Вальтер подошел ближе к столу, на котором горели свечи. Пламя осветило его бледное и холодное, как мрамор, лицо.
– Не забудьте, полковник, что я один знаю дорогу, – сказал он, – и только я сумею найти ее. Объяснить другому человеку я не смогу.
– Но вами я не могу пожертвовать ни в коем случае, – взволнованно возразил полковник. – Повторяю, я сильно сомневаюсь, что ваша тропинка не оберегается неприятелем. По всей вероятности, вас там убьют.
– Может быть, – да, а может быть, – нет; как бы там ни было, но я не могу, щадя себя, подвергать опасности своих ближних.
Полковник быстро подошел к Вальтеру и, протянув ему руку, воскликнул:
– Вы правы. Ну, идите с Божьим благословением. Если вам удастся достигнуть цели, то вы спасете жизнь многих наших храбрых юношей, а если нет, то умрете славной смертью героя. Сколько человек вы хотите взять с собою?

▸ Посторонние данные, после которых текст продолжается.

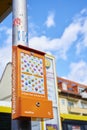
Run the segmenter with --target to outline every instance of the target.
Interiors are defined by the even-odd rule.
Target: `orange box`
[[[19,117],[53,118],[45,53],[21,45],[13,46],[12,53],[12,118]]]

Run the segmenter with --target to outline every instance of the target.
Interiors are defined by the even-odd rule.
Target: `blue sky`
[[[87,0],[28,0],[29,46],[56,58],[57,76],[87,84]],[[0,24],[0,76],[11,61],[12,14]]]

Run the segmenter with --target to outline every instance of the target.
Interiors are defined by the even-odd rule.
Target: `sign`
[[[55,124],[46,124],[46,130],[58,130]]]
[[[12,118],[53,118],[48,100],[45,53],[13,46]],[[44,111],[44,112],[43,112]]]

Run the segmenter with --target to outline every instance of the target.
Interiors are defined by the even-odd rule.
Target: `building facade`
[[[62,130],[87,130],[87,86],[58,77]]]

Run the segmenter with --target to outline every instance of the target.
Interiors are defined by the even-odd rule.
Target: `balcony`
[[[85,115],[87,115],[87,108],[68,107],[68,112],[74,113],[74,114],[85,114]]]

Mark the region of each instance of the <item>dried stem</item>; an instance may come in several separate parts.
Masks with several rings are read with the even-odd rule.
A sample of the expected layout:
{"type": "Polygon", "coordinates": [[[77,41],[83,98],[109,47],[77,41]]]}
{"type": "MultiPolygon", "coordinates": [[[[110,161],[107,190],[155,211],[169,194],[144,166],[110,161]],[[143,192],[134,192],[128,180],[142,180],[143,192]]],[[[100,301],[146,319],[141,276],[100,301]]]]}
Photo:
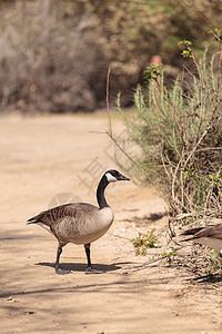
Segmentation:
{"type": "Polygon", "coordinates": [[[108,73],[107,73],[107,112],[108,112],[108,118],[109,118],[109,131],[112,135],[112,121],[111,121],[111,115],[110,115],[110,100],[109,100],[109,92],[110,92],[110,72],[111,69],[110,67],[108,68],[108,73]]]}

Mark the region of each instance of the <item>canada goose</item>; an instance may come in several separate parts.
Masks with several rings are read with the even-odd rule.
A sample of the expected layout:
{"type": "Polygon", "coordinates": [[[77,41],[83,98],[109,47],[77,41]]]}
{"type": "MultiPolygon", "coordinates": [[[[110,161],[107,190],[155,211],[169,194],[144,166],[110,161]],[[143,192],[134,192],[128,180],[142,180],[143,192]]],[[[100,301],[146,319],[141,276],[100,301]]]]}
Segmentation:
{"type": "Polygon", "coordinates": [[[213,248],[222,256],[222,224],[186,229],[182,235],[192,235],[182,242],[194,242],[213,248]]]}
{"type": "Polygon", "coordinates": [[[68,243],[77,245],[83,244],[88,266],[85,274],[101,274],[102,272],[92,269],[90,258],[90,244],[99,239],[110,228],[113,222],[113,212],[104,197],[105,187],[117,180],[130,180],[118,170],[108,170],[102,176],[97,188],[97,199],[99,208],[88,203],[71,203],[60,205],[28,219],[27,224],[37,224],[52,233],[58,239],[56,273],[69,274],[70,271],[59,268],[59,258],[62,247],[68,243]]]}

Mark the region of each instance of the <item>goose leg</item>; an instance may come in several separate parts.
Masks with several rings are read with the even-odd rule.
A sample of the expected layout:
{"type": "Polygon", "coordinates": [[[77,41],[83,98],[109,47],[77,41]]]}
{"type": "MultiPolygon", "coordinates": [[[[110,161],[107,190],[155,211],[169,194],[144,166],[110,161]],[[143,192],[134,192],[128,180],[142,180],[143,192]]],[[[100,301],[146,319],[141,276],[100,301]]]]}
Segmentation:
{"type": "Polygon", "coordinates": [[[87,269],[85,269],[84,274],[104,274],[105,272],[103,272],[103,271],[97,271],[97,269],[92,268],[91,257],[90,257],[90,244],[84,245],[84,250],[85,250],[87,261],[88,261],[88,265],[87,265],[87,269]]]}
{"type": "Polygon", "coordinates": [[[62,271],[60,269],[59,267],[59,258],[60,258],[60,255],[62,254],[62,247],[59,245],[59,247],[57,248],[57,261],[56,261],[56,265],[54,265],[54,271],[57,274],[59,275],[65,275],[65,274],[70,274],[71,271],[62,271]]]}

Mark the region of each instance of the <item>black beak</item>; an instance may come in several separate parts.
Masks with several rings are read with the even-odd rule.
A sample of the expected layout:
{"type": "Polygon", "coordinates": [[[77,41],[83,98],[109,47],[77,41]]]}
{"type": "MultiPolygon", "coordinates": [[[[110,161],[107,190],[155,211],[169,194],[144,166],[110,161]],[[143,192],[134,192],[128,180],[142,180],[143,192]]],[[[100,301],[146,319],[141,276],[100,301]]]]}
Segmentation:
{"type": "Polygon", "coordinates": [[[118,176],[118,180],[130,180],[130,178],[129,178],[129,177],[125,177],[125,176],[122,175],[122,174],[120,174],[120,175],[118,176]]]}

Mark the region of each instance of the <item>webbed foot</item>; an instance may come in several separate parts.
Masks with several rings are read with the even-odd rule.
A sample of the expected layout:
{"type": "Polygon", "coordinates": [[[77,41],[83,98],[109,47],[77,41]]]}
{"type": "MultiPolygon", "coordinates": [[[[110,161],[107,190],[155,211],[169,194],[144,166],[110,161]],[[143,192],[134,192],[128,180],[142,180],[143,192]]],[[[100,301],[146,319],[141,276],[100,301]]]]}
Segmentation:
{"type": "Polygon", "coordinates": [[[93,269],[92,267],[87,267],[84,274],[85,275],[90,275],[90,274],[104,274],[105,272],[103,271],[97,271],[97,269],[93,269]]]}

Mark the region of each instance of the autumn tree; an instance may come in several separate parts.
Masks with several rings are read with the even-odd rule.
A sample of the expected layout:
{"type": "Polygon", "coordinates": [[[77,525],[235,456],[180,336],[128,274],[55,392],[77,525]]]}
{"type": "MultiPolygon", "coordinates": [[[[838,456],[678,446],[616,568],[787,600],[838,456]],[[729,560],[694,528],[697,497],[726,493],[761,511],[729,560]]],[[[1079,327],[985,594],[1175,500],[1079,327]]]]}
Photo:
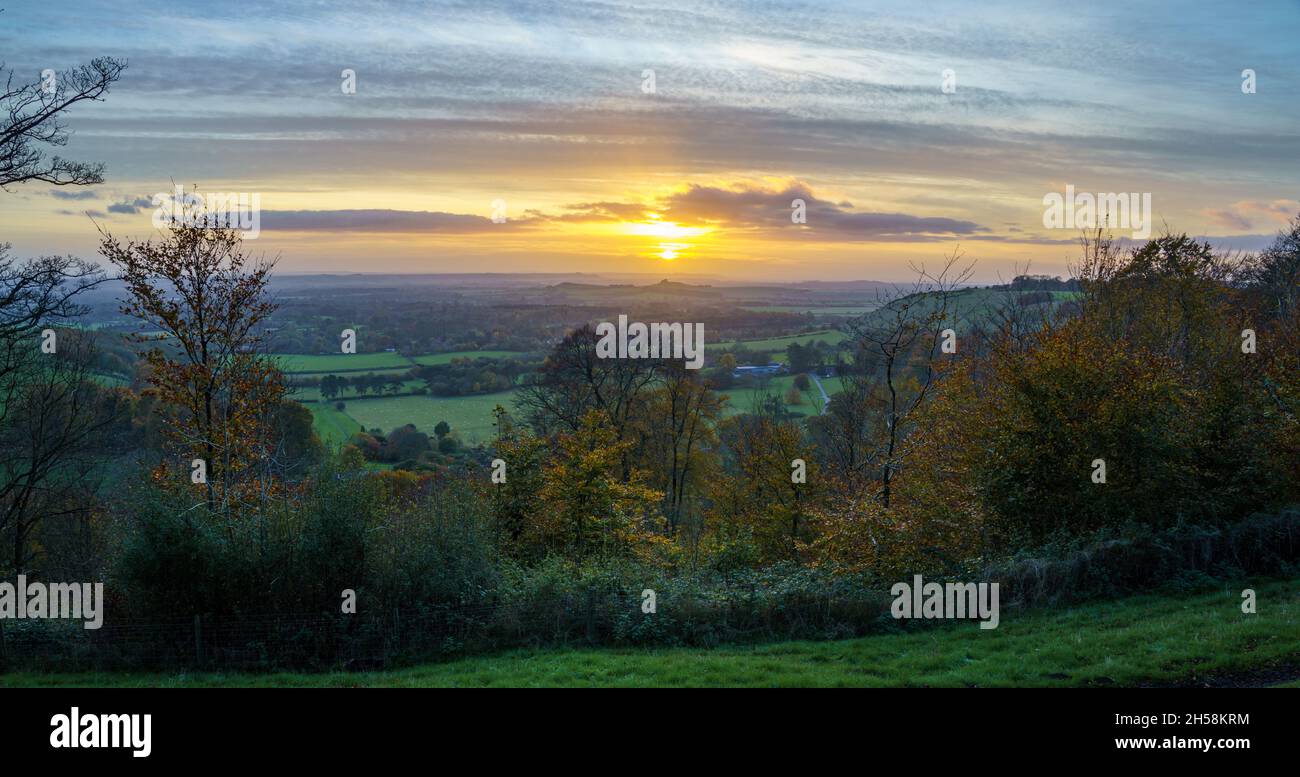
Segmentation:
{"type": "Polygon", "coordinates": [[[954,252],[939,272],[915,266],[916,281],[909,288],[884,295],[875,311],[849,322],[858,369],[844,382],[852,401],[862,405],[833,409],[837,417],[824,430],[845,435],[833,444],[848,456],[840,463],[854,478],[848,485],[863,490],[867,483],[857,476],[870,468],[884,507],[906,459],[913,418],[939,379],[942,331],[958,322],[957,290],[974,272],[972,264],[961,261],[954,252]]]}
{"type": "Polygon", "coordinates": [[[265,495],[280,448],[274,418],[286,385],[261,352],[274,261],[246,253],[238,230],[188,210],[156,239],[104,231],[100,253],[121,272],[122,312],[157,333],[135,340],[150,346],[144,361],[168,409],[172,465],[188,470],[202,460],[208,507],[229,518],[242,500],[265,495]]]}
{"type": "Polygon", "coordinates": [[[688,513],[688,502],[699,492],[702,478],[715,472],[716,425],[723,399],[699,373],[664,364],[662,379],[646,398],[637,437],[637,463],[650,473],[650,485],[663,491],[668,534],[676,534],[688,513]]]}
{"type": "Polygon", "coordinates": [[[655,507],[663,494],[646,486],[640,470],[621,476],[630,446],[597,411],[559,434],[542,468],[540,509],[526,529],[534,542],[577,560],[628,555],[646,542],[659,529],[655,507]]]}

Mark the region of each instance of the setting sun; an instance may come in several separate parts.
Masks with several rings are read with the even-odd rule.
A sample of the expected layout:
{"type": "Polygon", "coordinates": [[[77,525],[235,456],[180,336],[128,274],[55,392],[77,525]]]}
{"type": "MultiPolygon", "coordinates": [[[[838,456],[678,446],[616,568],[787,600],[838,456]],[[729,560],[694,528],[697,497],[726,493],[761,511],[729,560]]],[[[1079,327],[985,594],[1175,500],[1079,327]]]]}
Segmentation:
{"type": "Polygon", "coordinates": [[[672,221],[645,221],[624,226],[627,234],[647,238],[696,238],[708,233],[702,226],[681,226],[672,221]]]}

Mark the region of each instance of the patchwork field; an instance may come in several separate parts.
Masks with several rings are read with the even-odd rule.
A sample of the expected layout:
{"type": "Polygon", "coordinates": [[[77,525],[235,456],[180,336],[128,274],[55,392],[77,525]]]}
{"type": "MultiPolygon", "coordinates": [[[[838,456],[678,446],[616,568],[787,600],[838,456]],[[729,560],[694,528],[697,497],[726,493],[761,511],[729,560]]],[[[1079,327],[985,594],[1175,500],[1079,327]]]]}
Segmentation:
{"type": "MultiPolygon", "coordinates": [[[[476,396],[385,396],[380,399],[347,399],[343,412],[365,429],[391,431],[406,424],[415,424],[420,431],[432,433],[439,421],[446,421],[468,444],[491,438],[493,409],[499,404],[507,411],[515,403],[514,391],[476,396]]],[[[317,405],[312,405],[316,412],[317,405]]],[[[330,404],[333,409],[333,404],[330,404]]],[[[337,412],[337,411],[335,411],[337,412]]]]}
{"type": "Polygon", "coordinates": [[[424,356],[412,356],[411,361],[420,365],[429,364],[450,364],[455,359],[507,359],[510,356],[521,356],[520,351],[450,351],[447,353],[425,353],[424,356]]]}
{"type": "Polygon", "coordinates": [[[360,372],[385,368],[411,369],[411,360],[400,353],[277,353],[286,373],[360,372]]]}

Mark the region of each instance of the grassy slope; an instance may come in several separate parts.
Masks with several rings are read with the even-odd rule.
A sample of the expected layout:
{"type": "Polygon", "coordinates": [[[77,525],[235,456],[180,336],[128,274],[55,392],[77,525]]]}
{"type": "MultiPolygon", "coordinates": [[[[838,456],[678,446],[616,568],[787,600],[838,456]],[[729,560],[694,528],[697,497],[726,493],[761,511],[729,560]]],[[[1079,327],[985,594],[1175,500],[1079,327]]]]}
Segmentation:
{"type": "Polygon", "coordinates": [[[415,424],[421,431],[432,433],[438,421],[446,421],[464,442],[473,444],[493,435],[493,408],[499,404],[511,409],[515,394],[502,391],[474,396],[348,398],[344,401],[347,414],[367,429],[378,427],[387,433],[404,424],[415,424]]]}
{"type": "Polygon", "coordinates": [[[361,425],[346,412],[334,409],[334,403],[308,405],[312,411],[312,429],[329,446],[347,442],[361,425]]]}
{"type": "Polygon", "coordinates": [[[320,373],[328,370],[364,370],[384,368],[411,368],[411,360],[400,353],[276,353],[286,373],[320,373]]]}
{"type": "MultiPolygon", "coordinates": [[[[715,650],[537,650],[330,674],[10,674],[0,686],[1095,686],[1300,672],[1300,581],[1145,595],[841,642],[715,650]],[[1283,668],[1268,674],[1270,669],[1283,668]]],[[[1249,677],[1245,682],[1251,682],[1249,677]]]]}
{"type": "Polygon", "coordinates": [[[425,353],[424,356],[412,356],[411,361],[416,364],[451,364],[452,359],[506,359],[508,356],[519,356],[520,351],[451,351],[448,353],[425,353]]]}

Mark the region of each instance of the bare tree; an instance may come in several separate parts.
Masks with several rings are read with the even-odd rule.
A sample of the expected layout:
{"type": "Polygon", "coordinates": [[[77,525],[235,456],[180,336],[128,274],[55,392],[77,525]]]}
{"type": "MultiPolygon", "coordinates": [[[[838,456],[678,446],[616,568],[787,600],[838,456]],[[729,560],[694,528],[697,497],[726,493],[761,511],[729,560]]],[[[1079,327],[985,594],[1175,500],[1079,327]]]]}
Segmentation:
{"type": "Polygon", "coordinates": [[[9,374],[0,425],[0,534],[18,574],[30,568],[27,539],[44,518],[88,511],[88,500],[69,495],[84,491],[94,443],[117,416],[92,382],[91,338],[56,334],[53,353],[29,342],[29,359],[9,374]]]}
{"type": "Polygon", "coordinates": [[[849,322],[862,369],[846,381],[848,394],[868,399],[875,413],[852,413],[846,418],[852,427],[841,431],[854,435],[846,443],[854,468],[861,463],[879,472],[884,507],[889,507],[890,485],[905,457],[906,427],[937,378],[942,331],[957,326],[956,292],[975,269],[974,262],[961,265],[961,260],[962,253],[954,251],[937,273],[913,265],[916,281],[909,288],[896,288],[879,308],[849,322]],[[866,429],[868,424],[874,430],[866,429]],[[868,431],[874,440],[862,446],[858,439],[868,431]]]}
{"type": "Polygon", "coordinates": [[[170,411],[174,450],[186,466],[203,460],[208,507],[229,520],[240,500],[265,492],[286,392],[260,326],[276,309],[268,292],[276,262],[250,256],[238,230],[198,210],[174,220],[161,239],[101,235],[100,253],[126,283],[122,313],[161,333],[134,339],[151,344],[144,361],[170,411]]]}
{"type": "Polygon", "coordinates": [[[35,82],[16,82],[0,62],[0,188],[42,181],[55,186],[104,182],[103,162],[46,156],[46,147],[65,146],[70,136],[62,117],[83,100],[101,100],[122,75],[126,62],[96,57],[88,65],[49,71],[35,82]]]}

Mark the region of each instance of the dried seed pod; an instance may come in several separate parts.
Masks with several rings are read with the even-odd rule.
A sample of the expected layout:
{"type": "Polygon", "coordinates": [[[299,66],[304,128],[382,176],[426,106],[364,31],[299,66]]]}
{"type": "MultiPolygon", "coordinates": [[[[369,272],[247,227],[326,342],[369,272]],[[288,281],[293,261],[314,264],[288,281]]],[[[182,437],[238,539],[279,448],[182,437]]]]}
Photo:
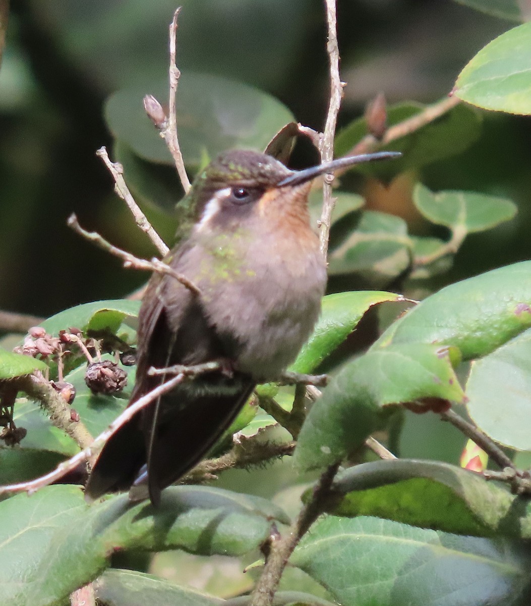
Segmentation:
{"type": "Polygon", "coordinates": [[[87,367],[85,382],[93,393],[116,393],[127,385],[127,373],[116,362],[93,362],[87,367]]]}
{"type": "Polygon", "coordinates": [[[67,381],[53,381],[50,384],[67,404],[71,404],[76,397],[76,388],[67,381]]]}

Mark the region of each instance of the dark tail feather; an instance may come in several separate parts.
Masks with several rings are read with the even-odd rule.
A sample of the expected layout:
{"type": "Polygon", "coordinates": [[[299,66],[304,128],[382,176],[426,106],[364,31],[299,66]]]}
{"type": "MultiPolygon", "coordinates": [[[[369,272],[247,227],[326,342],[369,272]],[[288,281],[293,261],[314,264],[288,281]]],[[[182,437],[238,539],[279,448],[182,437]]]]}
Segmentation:
{"type": "Polygon", "coordinates": [[[139,419],[134,416],[105,443],[85,488],[85,498],[127,490],[146,461],[146,447],[139,419]]]}
{"type": "MultiPolygon", "coordinates": [[[[148,463],[151,502],[156,505],[161,491],[189,471],[221,436],[254,389],[247,383],[230,395],[204,395],[194,399],[175,414],[157,424],[148,463]]],[[[134,488],[133,498],[138,492],[134,488]]]]}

– Ни одного, – ответил Фернов. – Если нас увидят, то что могут сделать несколько человек против многочисленного неприятеля? Кроме того, трех или четырех человек легче заметить, чем одного. Ввиду этого я предпочитаю идти без конвоя.
Полковник почти с восхищением смотрел на молодого «мечтателя и поэта», как он часто шутливо называл Фернова. Такой храбрости он еще не встречал, хотя и долго прожил на свете. Конечно, полковник не подозревал, какое испытание только что перенес Фернов, не знал, в чем заключается и откуда происходит это необыкновенное спокойствие перед лицом смерти.
– Итак, вы хотите идти один? Пусть будет по-вашему. А когда вы думаете отправиться в путь?
– Не раньше, чем через час. Необходимо подождать восхода луны; мне нужен свет, пока я не взберусь на гору, а там уже не опасно, так как недалеко Л., и неприятель не решится подойти близко к городу. Я поспею вовремя, если даже на пути встретится какое-нибудь непредвиденное препятствие.
– А теперь, господа, – обратился полковник к офицерам, – идите по своим местам и будьте готовы к сигналу тревоги. Капитан, удвойте караул и позаботьтесь, чтобы все отданные приказы были точно выполнены. А пока мы обсудим с поручиком Ферновым, что он должен передать капитану Шварцу.
Офицеры повиновались. Подойдя к двери, капитан остановился и сказал:
– Доброй ночи, поручик Фернов.
На губах Вальтера промелькнула горькая усмешка. Он понял, что означало пожелание капитана.
– Прощайте, капитан, – ответил он, – прощайте, господа!
Обернувшись, он встретил грустный и укоризненный взгляд доктора Беренда.
– Неужели ничто не привязывает тебя к жизни? – тихо спросил доктор.
– Ничто, – мрачно и так же тихо ответил Вальтер.
– Но ведь я еще увижу тебя? – с тяжелым вздохом спросил Беренд.